Where the death penalty is not imposed, the starting point in the determination of a custodial sentence for offences of murder has been prescribed by Item 1 of Part I (under Sentencing ranges - Sentencing range in capital offences) of the Third Schedule of The Constitution (Sentencing Guidelines for Courts of Judicature) (Practice) Directions, 2013 as 35 years’ imprisonment. According to Ninsiima v Uganda Crim. Appeal No. 180 of 2010, these guidelines have to be applied taking into account past precedents of Court, decisions where the facts have a resemblance to the case under trial. A Judge can in some circumstances depart from the sentencing guidelines but is under a duty to explain reasons for doing so.
Since in sentencing the convict, I must take into account and seek guidance from current sentencing practices in relation to cases of this nature, I have considered the case of Bukenya v Uganda C.A Crim. Appeal No. 51 of 2007, where in its judgment of 22nd December 2014, the Court of Appeal upheld a sentence of life imprisonment for a 36 year old man convicted of murder. He had used a knife and a spear to stab the deceased, who was his brother, to death after an earlier fight. Similarly in Sunday v Uganda C.A Crim. Appeal No. 103 of 2006, the Court of Appeal upheld a sentence of life imprisonment for a 35 year old convict who was part of a mob which, armed with pangas, spears and sticks, attacked a defenseless elderly woman until they killed her.
Where there is a deliberate, pre-meditated killing of a victim, courts are inclined to impose life imprisonment especially where the offence involved use of deadly weapons. In this case, there is no evidence that the convict used such a weapon. I have excluded the sentence of life imprisonment on that ground.
I have nevertheless considered the aggravating factors in this case being; the assault on the deceased went on for a prolonged time. The convict deliberately targeted and caused death of a vulnerable 71 year old woman. He was part of a mob and for most of the time led the assault under the guise of performing rituals. Accordingly, in light of those aggravating factors, I have adopted a starting point of twenty years’ imprisonment. I am guided in this by the decision in Byaruhanga v Uganda, C.A Crim. Appeal No. 144 of 2007, where in its judgment of 18th December 2014, the Court of Appeal considered a sentence of 20 years’ imprisonment reformatory for a 29 year old convict who drowned his seven months old baby.
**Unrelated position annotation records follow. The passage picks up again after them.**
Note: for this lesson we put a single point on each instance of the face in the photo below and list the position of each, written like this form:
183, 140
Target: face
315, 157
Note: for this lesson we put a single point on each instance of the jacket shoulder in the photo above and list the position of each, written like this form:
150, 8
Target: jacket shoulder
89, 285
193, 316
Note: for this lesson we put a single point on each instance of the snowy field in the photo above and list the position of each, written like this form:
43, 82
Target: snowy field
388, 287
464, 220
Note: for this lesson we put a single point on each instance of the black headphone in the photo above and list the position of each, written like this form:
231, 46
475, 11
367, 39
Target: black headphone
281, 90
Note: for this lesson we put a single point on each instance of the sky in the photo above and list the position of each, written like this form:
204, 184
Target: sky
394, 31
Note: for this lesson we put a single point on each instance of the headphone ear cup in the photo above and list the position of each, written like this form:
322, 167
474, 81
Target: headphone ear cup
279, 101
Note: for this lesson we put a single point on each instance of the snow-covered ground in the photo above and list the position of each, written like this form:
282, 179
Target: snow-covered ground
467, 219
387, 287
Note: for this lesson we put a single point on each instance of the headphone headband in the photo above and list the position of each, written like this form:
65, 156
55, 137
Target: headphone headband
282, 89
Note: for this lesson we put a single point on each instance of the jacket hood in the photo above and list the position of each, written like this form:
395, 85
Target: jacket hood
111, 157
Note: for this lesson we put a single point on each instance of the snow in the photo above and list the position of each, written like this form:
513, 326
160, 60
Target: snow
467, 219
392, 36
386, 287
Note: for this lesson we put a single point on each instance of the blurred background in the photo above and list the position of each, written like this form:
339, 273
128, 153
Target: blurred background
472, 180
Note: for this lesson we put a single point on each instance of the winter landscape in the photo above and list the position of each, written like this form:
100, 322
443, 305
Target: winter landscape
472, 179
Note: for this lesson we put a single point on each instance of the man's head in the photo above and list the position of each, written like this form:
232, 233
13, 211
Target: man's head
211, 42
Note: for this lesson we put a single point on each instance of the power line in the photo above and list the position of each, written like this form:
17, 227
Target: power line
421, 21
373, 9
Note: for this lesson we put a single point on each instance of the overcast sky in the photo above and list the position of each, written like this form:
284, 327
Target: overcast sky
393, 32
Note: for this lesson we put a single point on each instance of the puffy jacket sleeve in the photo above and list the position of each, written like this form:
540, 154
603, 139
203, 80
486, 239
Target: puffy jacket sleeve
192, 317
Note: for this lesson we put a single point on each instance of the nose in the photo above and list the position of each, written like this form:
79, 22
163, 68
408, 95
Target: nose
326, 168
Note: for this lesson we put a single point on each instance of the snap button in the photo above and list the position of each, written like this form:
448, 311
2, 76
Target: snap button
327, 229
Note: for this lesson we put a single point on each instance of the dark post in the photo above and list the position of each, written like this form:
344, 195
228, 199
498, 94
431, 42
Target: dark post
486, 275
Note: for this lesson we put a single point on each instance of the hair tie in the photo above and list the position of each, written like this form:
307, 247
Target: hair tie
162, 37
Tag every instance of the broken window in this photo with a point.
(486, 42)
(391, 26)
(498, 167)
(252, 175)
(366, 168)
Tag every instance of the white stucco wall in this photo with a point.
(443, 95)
The convict had failed to live up to his responsibility as a father to the deceased who was victimized for the broken relationship between him and the mother of the deceased.
I have considered the fact that the convict is a first offender, a relatively young man and has considerable family responsibilities. He caused the death as a result of reckless disregard for life rather than out of premeditation. I consider a reformative sentence to be appropriate in the circumstances. I for that reason regard the period of sixteen (16) years’ imprisonment to be an appropriate reformative sentence in light of the mitigating factors.
In accordance with Article 23 (8) of the Constitution and Regulation 15 (2) of The Constitution (Sentencing Guidelines for Courts of Judicature) (Practice) Directions, 2013, to the effect that the court should deduct the period spent on remand from the sentence considered appropriate, after all factors have been taken into account, I observe that the convict was charged on 8th October 2013 and has been in custody since then. I hereby take into account and set off a period of two years and ten months as the period the convict has already spent on remand. I therefore sentence the convict to a term of imprisonment of thirteen (13) years and three (2) months, to be served starting from today.
The convict is advised that he has a right of appeal against both conviction and sentence within a period of fourteen days.
Dated at Arua this 31st day of August, 2016.